The proposed actions by the US Trade Representative on foreign-built and foreign-flagged ships entering US ports has raised concerns among farmers. Fees up to $1.5 million on ships arriving at US ports, if the ships are Chinese, built, operated or flagged would hit us ag in the wallet. Mike Steenhoek is the Executive Director of the Soy Transportation Coalition and says the issue is with how the program would be implemented.
“This is not a complex mathematical exercise. This will easily price us out of much of the international marketplace, and so that’s the real concern, is that in the effort to try to promote a Made in America industry, US shipbuilding, they’re going to have negative consequences on other Made in America industries like agriculture and others.”
The American Soybean Association estimates vessels going from the Pacific Northwest to China would see a cost increase up to $12.29 a bushel on soybeans.

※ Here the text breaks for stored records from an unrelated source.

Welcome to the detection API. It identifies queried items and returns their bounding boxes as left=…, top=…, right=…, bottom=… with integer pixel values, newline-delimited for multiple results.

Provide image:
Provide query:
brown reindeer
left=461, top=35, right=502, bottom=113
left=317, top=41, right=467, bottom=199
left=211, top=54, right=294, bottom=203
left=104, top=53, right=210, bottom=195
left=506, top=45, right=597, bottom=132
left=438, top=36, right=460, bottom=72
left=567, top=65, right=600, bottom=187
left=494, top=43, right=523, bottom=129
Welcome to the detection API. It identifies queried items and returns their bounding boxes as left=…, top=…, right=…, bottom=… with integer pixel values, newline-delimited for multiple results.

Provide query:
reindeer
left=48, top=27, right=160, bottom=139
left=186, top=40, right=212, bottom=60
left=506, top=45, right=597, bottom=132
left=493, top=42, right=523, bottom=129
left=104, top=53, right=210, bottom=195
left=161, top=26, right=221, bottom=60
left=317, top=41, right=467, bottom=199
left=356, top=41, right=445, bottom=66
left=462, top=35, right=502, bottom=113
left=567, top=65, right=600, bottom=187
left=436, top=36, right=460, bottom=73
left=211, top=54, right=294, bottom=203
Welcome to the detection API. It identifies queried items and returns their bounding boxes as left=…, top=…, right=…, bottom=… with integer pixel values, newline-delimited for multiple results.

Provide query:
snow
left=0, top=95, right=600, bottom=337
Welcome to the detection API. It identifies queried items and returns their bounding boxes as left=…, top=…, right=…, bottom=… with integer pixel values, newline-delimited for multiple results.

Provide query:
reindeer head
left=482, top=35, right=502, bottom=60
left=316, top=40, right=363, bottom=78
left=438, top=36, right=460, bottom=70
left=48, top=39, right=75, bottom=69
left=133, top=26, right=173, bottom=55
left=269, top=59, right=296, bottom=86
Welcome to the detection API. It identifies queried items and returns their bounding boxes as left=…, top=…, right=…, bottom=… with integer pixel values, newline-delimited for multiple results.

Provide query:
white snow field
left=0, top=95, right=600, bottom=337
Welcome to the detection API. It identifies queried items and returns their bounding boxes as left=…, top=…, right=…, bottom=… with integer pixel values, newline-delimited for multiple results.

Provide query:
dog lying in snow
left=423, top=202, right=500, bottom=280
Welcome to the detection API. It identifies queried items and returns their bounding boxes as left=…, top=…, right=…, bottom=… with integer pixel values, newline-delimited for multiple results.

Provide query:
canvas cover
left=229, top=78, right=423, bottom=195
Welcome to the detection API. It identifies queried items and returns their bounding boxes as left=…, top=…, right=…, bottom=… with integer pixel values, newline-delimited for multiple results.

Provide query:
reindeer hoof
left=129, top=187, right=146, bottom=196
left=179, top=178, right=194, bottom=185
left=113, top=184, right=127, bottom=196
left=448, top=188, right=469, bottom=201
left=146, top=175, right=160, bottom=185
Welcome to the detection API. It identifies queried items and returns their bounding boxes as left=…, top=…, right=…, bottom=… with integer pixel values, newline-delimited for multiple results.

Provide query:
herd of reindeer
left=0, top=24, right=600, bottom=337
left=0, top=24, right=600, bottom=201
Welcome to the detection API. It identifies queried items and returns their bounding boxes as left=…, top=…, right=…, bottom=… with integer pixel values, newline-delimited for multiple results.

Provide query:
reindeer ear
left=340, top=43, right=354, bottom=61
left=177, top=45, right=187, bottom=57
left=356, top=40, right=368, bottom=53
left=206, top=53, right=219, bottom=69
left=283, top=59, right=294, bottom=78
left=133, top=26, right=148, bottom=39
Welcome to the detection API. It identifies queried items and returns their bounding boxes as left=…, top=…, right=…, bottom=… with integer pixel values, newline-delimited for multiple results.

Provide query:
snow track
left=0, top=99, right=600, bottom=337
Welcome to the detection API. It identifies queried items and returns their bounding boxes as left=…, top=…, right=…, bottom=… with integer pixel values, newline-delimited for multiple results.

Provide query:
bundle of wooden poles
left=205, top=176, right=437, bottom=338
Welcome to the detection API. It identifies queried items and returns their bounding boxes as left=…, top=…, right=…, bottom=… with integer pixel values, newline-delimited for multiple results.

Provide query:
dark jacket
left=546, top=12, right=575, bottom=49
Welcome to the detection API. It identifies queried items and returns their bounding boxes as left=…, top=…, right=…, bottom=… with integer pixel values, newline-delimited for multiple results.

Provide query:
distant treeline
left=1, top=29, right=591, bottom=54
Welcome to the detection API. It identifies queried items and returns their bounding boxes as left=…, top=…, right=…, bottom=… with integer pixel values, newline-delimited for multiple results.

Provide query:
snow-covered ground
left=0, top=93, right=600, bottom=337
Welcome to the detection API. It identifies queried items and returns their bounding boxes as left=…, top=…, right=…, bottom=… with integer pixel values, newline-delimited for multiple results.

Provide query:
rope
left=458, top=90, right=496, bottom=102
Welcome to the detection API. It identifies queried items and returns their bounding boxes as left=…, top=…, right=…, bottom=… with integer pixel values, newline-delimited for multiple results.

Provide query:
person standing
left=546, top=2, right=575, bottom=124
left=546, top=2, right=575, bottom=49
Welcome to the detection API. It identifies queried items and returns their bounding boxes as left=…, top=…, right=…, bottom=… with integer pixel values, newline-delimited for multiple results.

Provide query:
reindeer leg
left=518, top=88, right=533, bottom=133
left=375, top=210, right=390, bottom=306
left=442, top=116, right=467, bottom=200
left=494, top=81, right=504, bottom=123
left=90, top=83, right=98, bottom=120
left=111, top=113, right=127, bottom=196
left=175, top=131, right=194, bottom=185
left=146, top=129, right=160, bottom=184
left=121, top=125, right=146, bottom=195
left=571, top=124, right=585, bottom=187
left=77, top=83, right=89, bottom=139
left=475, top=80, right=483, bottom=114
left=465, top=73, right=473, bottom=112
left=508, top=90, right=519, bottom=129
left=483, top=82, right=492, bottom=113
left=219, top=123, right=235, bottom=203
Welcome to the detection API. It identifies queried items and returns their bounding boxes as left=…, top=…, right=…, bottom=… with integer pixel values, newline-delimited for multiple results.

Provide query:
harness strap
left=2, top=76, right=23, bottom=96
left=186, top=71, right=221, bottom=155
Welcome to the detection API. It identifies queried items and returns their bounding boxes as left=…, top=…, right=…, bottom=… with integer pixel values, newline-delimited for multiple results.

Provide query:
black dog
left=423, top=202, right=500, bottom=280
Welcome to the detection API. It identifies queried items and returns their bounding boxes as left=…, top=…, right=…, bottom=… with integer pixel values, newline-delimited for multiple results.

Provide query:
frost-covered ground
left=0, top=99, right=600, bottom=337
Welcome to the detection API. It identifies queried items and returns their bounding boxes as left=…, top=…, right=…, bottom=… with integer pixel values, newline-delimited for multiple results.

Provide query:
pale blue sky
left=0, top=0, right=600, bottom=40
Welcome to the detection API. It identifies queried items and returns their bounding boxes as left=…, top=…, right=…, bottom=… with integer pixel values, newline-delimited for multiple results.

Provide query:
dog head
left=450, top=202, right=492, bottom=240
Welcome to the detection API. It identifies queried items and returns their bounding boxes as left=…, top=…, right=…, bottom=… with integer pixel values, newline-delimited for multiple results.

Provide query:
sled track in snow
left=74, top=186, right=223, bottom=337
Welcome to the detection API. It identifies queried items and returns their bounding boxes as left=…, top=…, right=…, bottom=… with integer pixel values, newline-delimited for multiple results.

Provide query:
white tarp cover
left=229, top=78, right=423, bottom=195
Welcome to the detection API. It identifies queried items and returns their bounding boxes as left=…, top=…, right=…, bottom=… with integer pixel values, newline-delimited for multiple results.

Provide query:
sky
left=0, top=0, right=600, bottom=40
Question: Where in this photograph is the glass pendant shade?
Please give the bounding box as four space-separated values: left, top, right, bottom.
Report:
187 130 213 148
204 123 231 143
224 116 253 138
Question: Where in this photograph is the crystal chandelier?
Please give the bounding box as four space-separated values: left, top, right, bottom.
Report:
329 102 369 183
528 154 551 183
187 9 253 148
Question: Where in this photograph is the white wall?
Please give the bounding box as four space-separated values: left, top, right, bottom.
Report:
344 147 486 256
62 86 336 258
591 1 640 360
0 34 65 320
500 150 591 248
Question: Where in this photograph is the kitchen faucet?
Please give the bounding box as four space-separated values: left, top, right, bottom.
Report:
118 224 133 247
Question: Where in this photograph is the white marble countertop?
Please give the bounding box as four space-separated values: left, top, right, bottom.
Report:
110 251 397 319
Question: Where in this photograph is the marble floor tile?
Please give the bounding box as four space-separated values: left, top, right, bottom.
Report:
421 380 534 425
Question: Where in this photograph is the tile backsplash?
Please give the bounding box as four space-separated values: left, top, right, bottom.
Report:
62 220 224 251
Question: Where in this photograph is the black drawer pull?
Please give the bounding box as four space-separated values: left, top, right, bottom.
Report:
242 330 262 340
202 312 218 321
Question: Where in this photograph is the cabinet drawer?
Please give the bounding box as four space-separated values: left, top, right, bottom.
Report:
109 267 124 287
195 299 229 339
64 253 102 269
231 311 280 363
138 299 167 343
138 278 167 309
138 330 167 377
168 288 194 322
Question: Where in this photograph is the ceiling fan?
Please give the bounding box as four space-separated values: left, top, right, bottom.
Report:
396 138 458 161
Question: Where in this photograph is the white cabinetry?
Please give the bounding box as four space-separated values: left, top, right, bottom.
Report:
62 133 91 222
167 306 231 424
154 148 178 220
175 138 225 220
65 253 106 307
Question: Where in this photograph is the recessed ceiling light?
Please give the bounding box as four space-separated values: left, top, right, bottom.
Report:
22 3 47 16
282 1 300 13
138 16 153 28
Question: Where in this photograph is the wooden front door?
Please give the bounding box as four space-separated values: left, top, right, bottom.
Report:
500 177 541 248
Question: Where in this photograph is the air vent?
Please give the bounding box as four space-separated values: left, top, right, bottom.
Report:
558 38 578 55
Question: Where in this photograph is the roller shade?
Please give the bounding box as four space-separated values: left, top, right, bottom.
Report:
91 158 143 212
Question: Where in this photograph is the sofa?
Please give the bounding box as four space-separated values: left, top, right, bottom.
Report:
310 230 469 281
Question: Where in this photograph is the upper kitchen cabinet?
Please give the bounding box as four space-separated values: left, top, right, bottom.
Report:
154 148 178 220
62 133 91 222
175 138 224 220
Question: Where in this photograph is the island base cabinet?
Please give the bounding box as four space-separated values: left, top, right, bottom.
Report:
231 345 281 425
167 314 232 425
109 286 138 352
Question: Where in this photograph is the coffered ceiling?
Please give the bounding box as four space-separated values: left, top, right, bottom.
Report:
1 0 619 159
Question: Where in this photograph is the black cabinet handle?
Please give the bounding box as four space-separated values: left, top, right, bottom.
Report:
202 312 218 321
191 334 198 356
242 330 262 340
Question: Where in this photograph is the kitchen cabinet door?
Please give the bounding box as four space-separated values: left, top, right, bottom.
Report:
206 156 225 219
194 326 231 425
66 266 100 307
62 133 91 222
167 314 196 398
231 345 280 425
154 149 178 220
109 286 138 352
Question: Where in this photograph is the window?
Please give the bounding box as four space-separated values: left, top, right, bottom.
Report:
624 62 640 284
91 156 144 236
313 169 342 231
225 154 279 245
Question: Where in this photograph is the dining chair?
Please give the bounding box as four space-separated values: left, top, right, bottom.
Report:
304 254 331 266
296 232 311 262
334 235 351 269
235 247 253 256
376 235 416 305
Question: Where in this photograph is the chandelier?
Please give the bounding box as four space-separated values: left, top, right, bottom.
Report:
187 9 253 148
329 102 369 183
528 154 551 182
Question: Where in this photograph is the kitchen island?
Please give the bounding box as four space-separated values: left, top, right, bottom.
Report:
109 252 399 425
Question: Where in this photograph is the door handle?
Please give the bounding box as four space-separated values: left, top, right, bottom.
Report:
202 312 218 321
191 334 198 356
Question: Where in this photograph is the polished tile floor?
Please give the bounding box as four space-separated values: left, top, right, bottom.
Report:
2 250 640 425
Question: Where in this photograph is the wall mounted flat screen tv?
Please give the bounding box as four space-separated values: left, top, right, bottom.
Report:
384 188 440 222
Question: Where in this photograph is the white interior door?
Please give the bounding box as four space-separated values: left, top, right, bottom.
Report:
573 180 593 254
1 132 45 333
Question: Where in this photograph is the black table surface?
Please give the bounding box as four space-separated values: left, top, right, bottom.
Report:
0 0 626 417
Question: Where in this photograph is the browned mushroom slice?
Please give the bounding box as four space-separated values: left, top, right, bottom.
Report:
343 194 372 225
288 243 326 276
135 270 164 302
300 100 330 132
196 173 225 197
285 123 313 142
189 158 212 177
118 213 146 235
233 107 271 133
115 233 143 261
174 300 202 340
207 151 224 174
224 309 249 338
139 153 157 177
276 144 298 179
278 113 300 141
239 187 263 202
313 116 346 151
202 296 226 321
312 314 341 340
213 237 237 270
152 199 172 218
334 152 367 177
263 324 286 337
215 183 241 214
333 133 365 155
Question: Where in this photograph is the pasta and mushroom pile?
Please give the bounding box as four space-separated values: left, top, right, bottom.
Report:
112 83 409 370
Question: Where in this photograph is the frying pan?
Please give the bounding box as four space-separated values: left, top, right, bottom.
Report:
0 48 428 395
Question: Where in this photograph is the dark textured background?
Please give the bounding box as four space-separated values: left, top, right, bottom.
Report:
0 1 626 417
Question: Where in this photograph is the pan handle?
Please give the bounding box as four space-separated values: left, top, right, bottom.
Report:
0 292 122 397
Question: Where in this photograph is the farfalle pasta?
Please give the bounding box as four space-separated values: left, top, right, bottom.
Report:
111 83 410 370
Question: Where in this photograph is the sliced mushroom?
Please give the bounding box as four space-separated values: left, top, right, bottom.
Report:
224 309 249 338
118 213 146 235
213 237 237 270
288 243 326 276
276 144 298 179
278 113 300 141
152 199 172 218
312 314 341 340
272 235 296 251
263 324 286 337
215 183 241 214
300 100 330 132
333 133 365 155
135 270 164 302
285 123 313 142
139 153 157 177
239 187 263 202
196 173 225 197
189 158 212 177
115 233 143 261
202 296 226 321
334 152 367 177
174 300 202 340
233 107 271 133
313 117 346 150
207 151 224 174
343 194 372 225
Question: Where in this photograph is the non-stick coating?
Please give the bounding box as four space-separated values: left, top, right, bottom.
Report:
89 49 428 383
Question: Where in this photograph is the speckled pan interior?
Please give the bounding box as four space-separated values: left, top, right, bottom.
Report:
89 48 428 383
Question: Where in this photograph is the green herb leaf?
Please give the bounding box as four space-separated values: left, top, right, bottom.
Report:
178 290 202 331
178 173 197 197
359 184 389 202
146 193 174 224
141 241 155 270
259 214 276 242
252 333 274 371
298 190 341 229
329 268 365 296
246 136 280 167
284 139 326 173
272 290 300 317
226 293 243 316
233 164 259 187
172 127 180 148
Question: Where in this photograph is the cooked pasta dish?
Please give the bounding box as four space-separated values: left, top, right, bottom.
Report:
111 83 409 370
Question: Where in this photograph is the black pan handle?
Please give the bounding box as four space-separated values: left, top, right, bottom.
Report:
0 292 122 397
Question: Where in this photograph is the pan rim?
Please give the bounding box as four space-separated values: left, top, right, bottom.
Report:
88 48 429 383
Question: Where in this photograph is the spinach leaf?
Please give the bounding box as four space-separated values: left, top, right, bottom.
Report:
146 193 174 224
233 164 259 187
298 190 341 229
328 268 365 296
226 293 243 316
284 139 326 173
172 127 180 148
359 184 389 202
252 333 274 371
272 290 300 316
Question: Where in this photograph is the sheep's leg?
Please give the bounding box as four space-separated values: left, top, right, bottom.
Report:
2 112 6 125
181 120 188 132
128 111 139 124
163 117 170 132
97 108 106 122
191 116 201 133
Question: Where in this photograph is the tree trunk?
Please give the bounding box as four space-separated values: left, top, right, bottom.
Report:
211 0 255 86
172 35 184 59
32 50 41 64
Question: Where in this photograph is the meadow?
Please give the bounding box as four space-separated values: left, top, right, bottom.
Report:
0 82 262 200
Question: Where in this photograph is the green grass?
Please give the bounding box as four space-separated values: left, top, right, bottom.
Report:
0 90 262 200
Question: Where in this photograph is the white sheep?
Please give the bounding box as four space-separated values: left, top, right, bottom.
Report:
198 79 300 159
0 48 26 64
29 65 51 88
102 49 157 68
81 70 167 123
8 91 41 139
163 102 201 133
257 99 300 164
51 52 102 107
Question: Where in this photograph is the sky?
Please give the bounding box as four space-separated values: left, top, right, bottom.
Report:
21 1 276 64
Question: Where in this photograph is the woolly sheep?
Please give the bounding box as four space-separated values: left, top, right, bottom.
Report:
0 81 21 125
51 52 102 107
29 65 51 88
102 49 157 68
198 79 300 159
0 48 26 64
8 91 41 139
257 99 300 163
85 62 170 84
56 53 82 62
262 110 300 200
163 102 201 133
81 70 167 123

“Whenever you drop a significant cost on that those costs will get passed on to in our case, farmers and agriculture, you know, someone could say, well, just pass those costs on to your customers. If we tried to do that, what our customers would say is, today is an excellent day to buy more soybeans from Brazil or Argentina.”
Steenhoek is quick to point out that farmers are the ultimate Made in America constituency, but they could not withstand an economic blow like that.
“Things like barges and tow boats, dredges, those all have to be built in the United States. There’s a law that that stipulates that, it’s called the Jones Act, and we were so we’ve been long supportive of that. So we have this track record of supporting the domestic ship building industry. We think that certainly has room to improve over time, and we applaud the administration for pursuing that. Again, it’s all about the time horizon for execution and doing it in a way that doesn’t harm other made-in-America industries.”
Steenhoek says the reaction to the USTR proposal has been overwhelmingly negative.